Ok we ll work towards it don't worry.. !

6. Mashy

7. DLS

6400/6080 ?

8. Mashy

:O.. no.. how did you get that? :-/

9. Mashy

listen .. use the equation of g..

10. DLS

$\frac{95}{100} \times 6400$

11. DLS

New one^^

12. Mashy

yes.. but i want the value of g.. not the radius!

13. DLS

$g= \frac{GM}{R ^{2}}$

14. DLS

R'=95/100R

15. Mashy

yes exactly.. now put the new value of R .. and get the ratio!!

16. Mashy

correct.. now once you put new value.. you ll get a new g.. lets call that g prime... so find out what is the ratio of gprime to g?

17. DLS

20GM/19R is the new one? :S

18. Mashy

if you plug in the values.. you should get g (prime)/ g = 1.108

19. DLS

yeah..okay

20. DLS

so 11%?

21. Mashy

10.8 percent..

22. DLS

11.08%?

23. Mashy

no.. see.. the increase is .108 ( 1.108-1) ... hence percent is 10.8!

24. DLS

okayy

25. DLS

26. Mashy

wait . lemme see if i did some calc. mistake!

27. DLS

the solution is solved using differentiation n stuff

28. Mashy

!? :-/ why differentiation? :O :O

29. DLS

DK

30. DLS

$\frac{dg}{dR} = \frac{d}{dR} ( \frac {GM}{R ^{2}} ) = GM \frac{d}{dR} (R^{-2})$

31. DLS

Solving this we got, $\frac{-2g}{r}$

32. Mashy

ohh.. like that.. ! thats not really required!!

33. DLS

dg/g=-2dR/R

34. DLS

:O

35. DLS

at last we get 0.1*100=10%!!

36. Mashy

i mean it can be done in the normal method i told :P.. but this method holds too.. i dunno why we getting answer difference :D.. maybe something is wrong!! lemme recheck and get back

37. Mashy

i find no flaw in calc.. i dunno really what went wrong :-/

38. Vincent-Lyon.Fr

There is a difference, because the differential method gives only a fist-order approximation of the result. The real answer is the one in which you work out the new value of g. If the shrinking had been 20%, the differential method would have lead to a very wrong value. On the other hand, if the shrinking were 0.1%, then your calculator would probably have problems coping with two big numbers almost identical to subtract, whereas the differential method would give a reliable answer.

39. Mashy

ow.. thaks vincent for clearing that up! But why does the differential method give only an approximation!?... dg/dr, means change in the value of g for a change in value of r.. so why is it an approximation?

40. Vincent-Lyon.Fr

|dw:1353660718894:dw| My dr should have been negative to match your problem.
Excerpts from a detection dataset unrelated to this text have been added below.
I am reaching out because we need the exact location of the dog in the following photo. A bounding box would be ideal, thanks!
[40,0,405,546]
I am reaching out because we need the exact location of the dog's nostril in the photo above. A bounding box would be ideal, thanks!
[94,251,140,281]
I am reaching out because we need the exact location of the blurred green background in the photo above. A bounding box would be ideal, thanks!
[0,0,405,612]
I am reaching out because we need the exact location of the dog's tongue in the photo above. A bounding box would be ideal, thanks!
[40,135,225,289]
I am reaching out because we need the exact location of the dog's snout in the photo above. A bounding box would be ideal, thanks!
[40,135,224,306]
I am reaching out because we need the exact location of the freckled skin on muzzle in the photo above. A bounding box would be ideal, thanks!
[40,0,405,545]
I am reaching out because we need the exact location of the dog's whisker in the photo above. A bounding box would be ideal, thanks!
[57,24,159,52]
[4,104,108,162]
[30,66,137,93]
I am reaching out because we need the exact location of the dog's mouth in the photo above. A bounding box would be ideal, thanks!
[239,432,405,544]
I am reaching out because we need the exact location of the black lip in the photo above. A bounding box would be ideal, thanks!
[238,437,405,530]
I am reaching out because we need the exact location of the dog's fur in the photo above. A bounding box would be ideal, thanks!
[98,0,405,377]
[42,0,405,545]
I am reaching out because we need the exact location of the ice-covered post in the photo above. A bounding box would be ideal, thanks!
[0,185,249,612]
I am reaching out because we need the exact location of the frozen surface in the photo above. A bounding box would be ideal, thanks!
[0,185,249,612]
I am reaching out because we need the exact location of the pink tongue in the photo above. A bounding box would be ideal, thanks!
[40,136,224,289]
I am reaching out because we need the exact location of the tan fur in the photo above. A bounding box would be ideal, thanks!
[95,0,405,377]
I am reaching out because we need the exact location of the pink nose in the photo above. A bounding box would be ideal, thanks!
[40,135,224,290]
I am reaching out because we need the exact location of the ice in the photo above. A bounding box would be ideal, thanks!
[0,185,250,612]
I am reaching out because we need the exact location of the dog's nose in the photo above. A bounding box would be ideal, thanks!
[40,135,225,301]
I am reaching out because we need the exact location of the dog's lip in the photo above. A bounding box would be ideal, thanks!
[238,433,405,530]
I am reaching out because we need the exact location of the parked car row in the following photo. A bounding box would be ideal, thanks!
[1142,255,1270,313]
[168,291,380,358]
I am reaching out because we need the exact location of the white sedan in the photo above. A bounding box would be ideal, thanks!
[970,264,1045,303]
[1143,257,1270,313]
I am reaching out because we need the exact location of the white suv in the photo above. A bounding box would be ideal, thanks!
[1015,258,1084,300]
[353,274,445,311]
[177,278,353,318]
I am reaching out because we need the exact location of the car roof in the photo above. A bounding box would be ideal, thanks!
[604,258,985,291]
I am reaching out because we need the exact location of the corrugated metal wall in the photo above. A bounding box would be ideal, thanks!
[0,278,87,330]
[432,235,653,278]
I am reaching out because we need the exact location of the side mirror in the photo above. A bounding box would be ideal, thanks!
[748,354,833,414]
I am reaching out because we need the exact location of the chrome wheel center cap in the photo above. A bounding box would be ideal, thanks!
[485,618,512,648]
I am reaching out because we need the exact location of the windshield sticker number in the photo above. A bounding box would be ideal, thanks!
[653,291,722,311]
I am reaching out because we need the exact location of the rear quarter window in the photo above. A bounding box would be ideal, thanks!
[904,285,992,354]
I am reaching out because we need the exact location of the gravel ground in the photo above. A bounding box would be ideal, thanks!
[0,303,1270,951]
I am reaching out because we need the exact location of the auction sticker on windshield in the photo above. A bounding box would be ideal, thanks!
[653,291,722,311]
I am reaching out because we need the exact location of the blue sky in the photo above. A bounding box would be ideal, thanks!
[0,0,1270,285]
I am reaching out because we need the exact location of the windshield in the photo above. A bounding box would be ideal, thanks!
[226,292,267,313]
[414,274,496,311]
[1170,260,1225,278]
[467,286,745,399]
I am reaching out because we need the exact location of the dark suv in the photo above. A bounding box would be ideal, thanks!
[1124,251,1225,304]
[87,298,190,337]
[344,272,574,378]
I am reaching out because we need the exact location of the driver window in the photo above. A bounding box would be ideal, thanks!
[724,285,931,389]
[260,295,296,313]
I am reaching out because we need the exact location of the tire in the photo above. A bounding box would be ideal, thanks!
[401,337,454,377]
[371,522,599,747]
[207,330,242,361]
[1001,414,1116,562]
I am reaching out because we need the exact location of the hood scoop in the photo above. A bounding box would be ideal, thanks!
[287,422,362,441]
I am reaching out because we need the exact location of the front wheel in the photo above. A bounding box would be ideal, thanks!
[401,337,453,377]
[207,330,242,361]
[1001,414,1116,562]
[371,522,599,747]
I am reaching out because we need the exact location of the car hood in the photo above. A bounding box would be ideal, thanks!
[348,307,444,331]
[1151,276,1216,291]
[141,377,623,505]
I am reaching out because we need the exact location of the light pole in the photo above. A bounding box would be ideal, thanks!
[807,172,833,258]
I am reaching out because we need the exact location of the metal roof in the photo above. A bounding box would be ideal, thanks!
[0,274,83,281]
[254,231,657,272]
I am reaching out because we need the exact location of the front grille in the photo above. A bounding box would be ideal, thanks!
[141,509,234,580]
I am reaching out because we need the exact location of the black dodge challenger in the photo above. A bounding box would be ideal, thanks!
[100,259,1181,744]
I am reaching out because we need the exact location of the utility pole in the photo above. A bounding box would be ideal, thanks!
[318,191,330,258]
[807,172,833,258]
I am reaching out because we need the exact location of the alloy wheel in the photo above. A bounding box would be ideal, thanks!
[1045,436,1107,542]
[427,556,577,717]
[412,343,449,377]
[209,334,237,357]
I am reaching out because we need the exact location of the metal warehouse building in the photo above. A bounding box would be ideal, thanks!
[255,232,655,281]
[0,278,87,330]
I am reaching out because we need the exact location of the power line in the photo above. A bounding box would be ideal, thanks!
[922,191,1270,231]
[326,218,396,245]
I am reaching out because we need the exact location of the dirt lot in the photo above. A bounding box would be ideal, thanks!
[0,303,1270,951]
If dr is too big, the first order differential can lead you (by following the tangent and not the curve) to a value far from the real one.

41. Mashy

aha i get it now.. thanks .. ! :)

42. Mashy

hence differentiation is used for instantaneous change right?!...

the new value og g will be 110.80% og the original g and hence the difference is 10.8%. $g =GM divR ^{2}$. The effective R= .95 R original. All the other values remain the same. Just divide by .95sq.